Examining the various pages on which people have discussed them, it seems there is at least a majority of people in favor of getting rid of them or who are amenable to the idea of getting rid of them. I think it's pretty important, although perhaps not absolutely essential in every case, that we at least not contradict majority opinion, when a consensus cannot be arrived at. The majority includes many old hands who have had more experience with the problems associated with subpages than some of their newer advocates, which I also think is important. Finally, and probably as importantly as anything else, my well considered opinion is that the arguments in favor of getting rid of them are much, much stronger than the arguments in favor of keeping them. I predict yer gonna thank me in a year. (Maybe not all of you. :-) ) --Larry Sanger

See also Wikipedia subpages pros and cons, Larry Sanger/Why I am suspicious of subpages, Larry Sanger/Accidental linking and hard-wired category schemes, Larry Sanger/The case against subpages, Wikipedia commentary/Get rid of subpages entirely.

November 5, 2001

Wikipedia front page has now a PageRank (Google Rank) of 7/10.

November 2, 2001

Wikipedia statistics: Jimbo's been looking at various Wikipedia statistics, and one interesting statistic has surfaced: the number of people (unique IPs) that have edited Wikipedia on any given day of October ranged from 96 to 236, with the vast majority of days between 130 and 180. After the recently increased traffic from Google, it seems we can expect an average number of daily editors of about 170. We can expect this number to continue to climb, however, as the virtuous cycle of content-traffic-contributors-more content continues into the indefinite future.

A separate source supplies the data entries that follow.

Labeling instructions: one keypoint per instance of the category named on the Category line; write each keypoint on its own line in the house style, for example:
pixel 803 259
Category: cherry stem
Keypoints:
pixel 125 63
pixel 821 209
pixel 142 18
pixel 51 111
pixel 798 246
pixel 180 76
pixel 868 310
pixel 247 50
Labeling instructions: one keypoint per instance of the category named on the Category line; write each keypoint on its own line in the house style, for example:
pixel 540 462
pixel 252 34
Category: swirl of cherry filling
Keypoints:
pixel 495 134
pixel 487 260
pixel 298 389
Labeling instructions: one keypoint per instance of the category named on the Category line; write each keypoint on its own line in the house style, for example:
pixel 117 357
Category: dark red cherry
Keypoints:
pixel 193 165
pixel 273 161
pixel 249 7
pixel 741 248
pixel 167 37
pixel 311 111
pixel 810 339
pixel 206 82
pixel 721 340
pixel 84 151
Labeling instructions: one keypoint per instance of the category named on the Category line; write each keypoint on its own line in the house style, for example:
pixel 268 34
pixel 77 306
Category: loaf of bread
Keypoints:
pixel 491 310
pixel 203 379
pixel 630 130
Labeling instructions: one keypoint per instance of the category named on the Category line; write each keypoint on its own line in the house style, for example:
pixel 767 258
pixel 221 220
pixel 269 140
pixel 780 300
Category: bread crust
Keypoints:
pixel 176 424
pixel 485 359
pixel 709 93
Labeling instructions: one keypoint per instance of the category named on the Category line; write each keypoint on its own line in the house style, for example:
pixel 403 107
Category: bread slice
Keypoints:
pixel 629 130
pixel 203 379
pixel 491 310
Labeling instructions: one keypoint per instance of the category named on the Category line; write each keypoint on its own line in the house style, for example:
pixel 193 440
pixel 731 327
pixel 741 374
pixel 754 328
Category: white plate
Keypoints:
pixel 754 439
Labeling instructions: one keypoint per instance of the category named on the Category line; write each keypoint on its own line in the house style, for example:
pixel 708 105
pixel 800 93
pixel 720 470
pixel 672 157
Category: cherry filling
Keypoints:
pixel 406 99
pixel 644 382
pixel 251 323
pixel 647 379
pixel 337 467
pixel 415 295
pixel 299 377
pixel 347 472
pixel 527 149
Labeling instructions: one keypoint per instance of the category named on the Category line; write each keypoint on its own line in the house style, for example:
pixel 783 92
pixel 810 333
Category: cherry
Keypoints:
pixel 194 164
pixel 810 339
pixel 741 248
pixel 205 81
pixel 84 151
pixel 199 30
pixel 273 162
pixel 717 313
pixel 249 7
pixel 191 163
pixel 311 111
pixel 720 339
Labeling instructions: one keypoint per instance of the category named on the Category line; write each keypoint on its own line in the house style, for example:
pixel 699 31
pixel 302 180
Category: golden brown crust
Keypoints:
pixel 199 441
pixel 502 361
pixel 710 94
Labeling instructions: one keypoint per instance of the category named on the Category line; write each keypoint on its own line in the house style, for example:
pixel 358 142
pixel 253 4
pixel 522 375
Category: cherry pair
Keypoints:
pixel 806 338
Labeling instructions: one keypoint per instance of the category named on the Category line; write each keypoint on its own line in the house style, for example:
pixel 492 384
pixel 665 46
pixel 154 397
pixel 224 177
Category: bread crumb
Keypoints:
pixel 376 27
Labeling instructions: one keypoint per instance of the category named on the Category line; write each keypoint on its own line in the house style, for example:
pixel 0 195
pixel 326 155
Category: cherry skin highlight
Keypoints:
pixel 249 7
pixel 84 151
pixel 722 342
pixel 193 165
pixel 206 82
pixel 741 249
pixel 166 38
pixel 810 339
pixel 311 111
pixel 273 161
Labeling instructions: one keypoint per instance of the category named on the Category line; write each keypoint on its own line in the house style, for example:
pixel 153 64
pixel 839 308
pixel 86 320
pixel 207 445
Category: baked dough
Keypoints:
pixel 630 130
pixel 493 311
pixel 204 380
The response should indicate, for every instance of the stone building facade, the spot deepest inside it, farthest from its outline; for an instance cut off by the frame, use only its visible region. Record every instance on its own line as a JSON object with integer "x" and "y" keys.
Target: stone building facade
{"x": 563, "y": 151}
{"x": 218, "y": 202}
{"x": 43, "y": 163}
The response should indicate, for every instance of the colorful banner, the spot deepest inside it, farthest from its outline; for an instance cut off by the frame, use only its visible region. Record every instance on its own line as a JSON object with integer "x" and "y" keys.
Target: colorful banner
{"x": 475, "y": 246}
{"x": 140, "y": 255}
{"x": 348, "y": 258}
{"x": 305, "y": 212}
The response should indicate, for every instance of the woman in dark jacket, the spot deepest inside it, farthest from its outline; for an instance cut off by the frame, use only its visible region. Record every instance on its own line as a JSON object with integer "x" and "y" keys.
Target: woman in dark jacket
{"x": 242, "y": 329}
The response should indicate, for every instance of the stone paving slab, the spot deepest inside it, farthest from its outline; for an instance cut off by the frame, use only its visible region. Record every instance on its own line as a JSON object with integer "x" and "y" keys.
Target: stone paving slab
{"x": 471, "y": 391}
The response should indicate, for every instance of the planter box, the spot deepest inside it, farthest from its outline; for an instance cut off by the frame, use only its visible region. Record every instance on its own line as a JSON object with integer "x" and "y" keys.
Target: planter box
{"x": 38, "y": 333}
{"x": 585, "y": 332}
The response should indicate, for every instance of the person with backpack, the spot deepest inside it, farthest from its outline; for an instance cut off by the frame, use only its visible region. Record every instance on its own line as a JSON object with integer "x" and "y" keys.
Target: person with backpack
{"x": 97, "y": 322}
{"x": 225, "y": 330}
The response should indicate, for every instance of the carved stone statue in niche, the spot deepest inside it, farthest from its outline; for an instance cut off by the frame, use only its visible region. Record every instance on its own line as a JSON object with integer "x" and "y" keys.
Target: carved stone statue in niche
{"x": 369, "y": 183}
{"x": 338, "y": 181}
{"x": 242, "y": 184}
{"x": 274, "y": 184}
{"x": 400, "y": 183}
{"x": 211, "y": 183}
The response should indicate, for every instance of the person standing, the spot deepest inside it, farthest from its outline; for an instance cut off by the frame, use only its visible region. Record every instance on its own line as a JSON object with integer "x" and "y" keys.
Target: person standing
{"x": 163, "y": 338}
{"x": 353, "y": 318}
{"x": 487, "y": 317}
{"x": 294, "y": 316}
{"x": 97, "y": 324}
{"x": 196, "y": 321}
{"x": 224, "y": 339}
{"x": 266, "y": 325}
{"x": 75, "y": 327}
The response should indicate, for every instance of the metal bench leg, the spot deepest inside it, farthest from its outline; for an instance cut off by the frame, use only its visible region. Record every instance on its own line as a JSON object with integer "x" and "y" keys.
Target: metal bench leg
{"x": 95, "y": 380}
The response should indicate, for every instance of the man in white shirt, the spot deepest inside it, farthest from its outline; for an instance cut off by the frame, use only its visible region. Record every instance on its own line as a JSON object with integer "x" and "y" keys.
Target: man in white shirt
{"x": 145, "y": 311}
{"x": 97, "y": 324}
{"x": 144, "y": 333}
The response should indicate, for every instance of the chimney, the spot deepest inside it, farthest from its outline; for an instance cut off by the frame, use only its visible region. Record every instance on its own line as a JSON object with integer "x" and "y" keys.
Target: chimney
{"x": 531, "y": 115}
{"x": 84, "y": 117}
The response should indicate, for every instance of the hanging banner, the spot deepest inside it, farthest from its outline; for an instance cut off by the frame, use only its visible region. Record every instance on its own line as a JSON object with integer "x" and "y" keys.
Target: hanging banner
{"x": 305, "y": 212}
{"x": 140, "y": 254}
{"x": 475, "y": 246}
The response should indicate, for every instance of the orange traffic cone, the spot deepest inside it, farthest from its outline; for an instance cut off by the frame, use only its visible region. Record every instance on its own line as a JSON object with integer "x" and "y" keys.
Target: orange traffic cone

The number of unique visitors (editors or not) ranged from 3,112 to 7,983 in October, with a pre-October 28 average of about 5,000; the post-October 28 average is shaping up to be something like 8,000. The latter is not expected to decline, because it is not due to press coverage, but instead to (we expect) stable and growing factors related to the amount of traffic Google sends us.

While we're at it, pageviews ranged from 21,491 (on a very slow weekend day) to 48,321. They are now very much on the high end of this range.

All of these statistics are, by the way, enormous increases over just, say, three months ago.